Scale and Cultural Analytics - Daniel Kessler
1. Scale: The Law of Large Numbers I am particularly interested in the means by which we can aggregate and assess large bodies of humanistic data at-scale. As mentioned in this section, “the humanities have historically been the province of close analysis of limited data sets,” but with larger datasets becoming more widely accessible, we can now ask new questions of our data, looking at large-scale trends and themes (narrative-form data, in which I am most fascinated, now also takes new forms in tweets, video game recordings, and other content that is shared in any number of peer-to-peer forums).

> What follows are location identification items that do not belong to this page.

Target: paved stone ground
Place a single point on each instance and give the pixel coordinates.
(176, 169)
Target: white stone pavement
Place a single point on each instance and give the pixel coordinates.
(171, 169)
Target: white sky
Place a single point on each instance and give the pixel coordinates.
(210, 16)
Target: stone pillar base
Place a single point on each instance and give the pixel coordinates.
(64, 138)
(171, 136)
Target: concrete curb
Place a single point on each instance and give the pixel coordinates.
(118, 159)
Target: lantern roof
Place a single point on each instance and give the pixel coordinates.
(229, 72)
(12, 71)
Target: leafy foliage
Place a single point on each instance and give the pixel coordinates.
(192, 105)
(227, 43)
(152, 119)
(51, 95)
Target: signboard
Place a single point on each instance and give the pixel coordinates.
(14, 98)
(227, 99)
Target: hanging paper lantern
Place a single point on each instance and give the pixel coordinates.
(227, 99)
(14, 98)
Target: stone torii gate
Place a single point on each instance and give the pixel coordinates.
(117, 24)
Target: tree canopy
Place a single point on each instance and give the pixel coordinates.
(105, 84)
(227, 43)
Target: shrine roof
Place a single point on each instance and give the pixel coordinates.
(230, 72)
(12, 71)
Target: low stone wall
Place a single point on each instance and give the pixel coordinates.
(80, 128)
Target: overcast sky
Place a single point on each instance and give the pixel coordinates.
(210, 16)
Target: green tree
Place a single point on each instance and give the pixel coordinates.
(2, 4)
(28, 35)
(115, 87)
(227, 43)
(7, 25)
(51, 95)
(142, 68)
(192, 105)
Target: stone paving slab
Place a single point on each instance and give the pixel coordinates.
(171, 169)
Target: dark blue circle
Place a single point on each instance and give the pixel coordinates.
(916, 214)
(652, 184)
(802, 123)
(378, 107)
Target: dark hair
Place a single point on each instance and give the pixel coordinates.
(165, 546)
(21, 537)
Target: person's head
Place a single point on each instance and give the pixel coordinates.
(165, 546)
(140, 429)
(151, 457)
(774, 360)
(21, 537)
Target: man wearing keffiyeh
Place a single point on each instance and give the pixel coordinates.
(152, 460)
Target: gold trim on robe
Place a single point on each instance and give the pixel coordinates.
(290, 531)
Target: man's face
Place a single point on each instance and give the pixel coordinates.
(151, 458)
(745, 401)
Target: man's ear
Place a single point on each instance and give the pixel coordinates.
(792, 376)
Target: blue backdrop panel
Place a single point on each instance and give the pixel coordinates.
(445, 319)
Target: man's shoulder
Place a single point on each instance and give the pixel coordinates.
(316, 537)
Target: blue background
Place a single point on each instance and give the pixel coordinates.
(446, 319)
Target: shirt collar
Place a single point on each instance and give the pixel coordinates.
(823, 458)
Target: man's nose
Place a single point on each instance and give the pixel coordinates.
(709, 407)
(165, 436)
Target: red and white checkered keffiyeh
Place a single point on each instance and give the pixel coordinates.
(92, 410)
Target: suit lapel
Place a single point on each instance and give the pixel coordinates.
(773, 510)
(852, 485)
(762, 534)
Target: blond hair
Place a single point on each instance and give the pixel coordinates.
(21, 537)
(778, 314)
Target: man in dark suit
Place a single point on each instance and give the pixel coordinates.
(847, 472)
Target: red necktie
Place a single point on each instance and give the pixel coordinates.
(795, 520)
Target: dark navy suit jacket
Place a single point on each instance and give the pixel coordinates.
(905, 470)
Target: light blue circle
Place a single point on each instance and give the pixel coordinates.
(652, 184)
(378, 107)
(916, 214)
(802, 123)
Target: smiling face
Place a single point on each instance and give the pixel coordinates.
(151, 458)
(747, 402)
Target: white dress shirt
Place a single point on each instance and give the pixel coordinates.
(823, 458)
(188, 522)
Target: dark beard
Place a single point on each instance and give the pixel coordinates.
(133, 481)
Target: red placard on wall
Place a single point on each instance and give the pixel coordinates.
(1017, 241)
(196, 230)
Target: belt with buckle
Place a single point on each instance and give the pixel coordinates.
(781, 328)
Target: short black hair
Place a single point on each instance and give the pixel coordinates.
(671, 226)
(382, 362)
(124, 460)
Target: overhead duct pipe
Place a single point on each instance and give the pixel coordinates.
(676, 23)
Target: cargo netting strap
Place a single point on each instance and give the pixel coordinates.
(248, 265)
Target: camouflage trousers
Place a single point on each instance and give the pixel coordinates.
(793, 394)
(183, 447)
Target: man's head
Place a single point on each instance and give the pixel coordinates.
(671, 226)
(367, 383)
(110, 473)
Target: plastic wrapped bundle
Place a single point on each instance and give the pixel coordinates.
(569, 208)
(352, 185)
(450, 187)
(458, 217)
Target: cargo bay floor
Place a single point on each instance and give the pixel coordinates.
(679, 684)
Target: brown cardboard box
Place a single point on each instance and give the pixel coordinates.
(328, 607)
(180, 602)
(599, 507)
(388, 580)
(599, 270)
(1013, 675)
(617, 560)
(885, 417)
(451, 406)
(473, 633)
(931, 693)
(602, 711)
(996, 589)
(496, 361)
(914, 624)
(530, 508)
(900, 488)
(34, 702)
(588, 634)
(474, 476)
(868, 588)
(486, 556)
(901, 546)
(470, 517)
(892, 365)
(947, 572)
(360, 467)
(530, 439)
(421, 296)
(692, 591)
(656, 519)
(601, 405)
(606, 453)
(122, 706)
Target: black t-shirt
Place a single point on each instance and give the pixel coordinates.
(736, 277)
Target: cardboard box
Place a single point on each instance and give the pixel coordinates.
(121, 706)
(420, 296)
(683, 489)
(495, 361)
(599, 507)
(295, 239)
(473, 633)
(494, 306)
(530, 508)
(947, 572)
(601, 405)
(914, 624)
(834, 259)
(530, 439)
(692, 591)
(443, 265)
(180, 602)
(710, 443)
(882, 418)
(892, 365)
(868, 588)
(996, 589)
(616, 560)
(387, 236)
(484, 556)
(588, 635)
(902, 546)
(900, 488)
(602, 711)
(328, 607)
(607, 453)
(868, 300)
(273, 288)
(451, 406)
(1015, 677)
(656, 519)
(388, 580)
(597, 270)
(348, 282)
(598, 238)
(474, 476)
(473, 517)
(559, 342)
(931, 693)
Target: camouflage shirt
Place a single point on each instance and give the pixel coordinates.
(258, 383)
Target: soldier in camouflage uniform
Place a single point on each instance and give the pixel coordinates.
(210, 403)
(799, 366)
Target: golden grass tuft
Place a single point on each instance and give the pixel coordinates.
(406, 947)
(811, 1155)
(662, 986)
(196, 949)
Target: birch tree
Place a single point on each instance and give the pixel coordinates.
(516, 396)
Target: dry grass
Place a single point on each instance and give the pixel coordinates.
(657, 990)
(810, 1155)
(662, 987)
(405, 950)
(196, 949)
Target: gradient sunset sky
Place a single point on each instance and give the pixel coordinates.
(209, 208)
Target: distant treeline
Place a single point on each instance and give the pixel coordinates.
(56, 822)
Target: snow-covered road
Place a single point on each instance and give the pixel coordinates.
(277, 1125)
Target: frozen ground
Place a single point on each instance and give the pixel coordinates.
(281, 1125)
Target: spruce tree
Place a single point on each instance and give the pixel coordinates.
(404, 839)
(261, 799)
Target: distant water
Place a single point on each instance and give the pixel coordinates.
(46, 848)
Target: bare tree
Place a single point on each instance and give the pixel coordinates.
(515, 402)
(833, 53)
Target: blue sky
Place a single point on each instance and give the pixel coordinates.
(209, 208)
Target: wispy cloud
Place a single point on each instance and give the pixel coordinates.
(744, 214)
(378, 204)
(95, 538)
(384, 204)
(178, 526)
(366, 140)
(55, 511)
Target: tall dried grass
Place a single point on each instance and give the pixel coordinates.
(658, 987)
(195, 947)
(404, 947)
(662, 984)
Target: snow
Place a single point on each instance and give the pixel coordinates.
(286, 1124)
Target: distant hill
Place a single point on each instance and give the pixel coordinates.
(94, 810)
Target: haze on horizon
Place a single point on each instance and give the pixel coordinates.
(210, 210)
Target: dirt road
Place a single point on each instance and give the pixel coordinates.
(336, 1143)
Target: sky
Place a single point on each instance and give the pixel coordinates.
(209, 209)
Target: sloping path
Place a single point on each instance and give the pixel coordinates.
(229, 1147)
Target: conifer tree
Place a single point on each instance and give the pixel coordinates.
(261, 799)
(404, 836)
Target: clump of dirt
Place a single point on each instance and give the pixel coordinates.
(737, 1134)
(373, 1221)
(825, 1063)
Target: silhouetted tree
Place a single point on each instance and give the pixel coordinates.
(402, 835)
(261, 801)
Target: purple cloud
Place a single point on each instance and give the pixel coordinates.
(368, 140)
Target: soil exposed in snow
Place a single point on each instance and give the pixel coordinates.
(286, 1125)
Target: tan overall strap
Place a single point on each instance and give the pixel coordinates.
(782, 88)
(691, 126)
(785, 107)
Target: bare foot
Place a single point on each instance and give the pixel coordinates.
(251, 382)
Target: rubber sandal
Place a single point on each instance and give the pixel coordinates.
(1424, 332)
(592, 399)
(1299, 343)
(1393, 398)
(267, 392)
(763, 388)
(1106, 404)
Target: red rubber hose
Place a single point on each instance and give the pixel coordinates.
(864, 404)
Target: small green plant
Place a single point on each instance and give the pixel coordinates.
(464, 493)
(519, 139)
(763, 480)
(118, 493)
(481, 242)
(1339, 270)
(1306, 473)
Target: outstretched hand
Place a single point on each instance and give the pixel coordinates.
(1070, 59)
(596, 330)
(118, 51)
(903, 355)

Furthermore, I am primarily interested in theories that can be proven, and it can be challenging to prove the generalizability of a theory when your dataset is limited, perhaps especially in the humanities. “The Law of Large Numbers” introduces another unique aspect of this problem: what does an experiment look like in the humanities? How can we test humanistic research artefacts and subjects, such that we have quantitative findings that can be clearly proven or disproven? In social science experiments, we often try to evaluate whether a human being will behave differently when their environments or contexts are altered just so. But to test the means by which variables in the equation of a humanistic artefact affect its “outcomes,” would we not have to fabricate new artefacts which do, or don’t, include specific components, and observe the differences in their effects? In any case, and as this section makes clear, new research and design paradigms, and expectations, are required when analyzing humanistic data at scale, and in doing so, we can ask and answer new kinds of questions that tell us more about the “behaviors” of such subjects, so to speak, on the scale of societies and civilizations and across large periods of time.
2. Cultural Analytics, Aggregation, and Data-Mining Data mining and aggregation, in this case, appear to encompass an initial stage of data acquisition and cleaning (and filtering, through applying unique parameters, to pre-select only data that contain variables useful to our inquiry). The displaying of these data can make clear relationships that wouldn’t be able to be seen without its visualization—making this an important step in the analysis of these data, and in a sense making this a part of formal data analysis although it is also a part of data collection. But the “final” stage in this process, cultural analytics, is particularly interesting in that it uses computational tools (e.g., topic modeling, term frequency analysis) in ways that are not traditionally used in humanistic content. Of note, and as mentioned here, the benefit of these approaches is not that they are large-scale, but that they are large-scale and can be combined with “close reading” approaches to gain a more holistic view of the content being studied. Some observations will only be made when content is evaluated at-scale, while others will naturally be observed (more subjectively) in close analysis. These processes are made synergistic through the acquisition and cleaning of structured data that observes both patterns and individual cases of interest.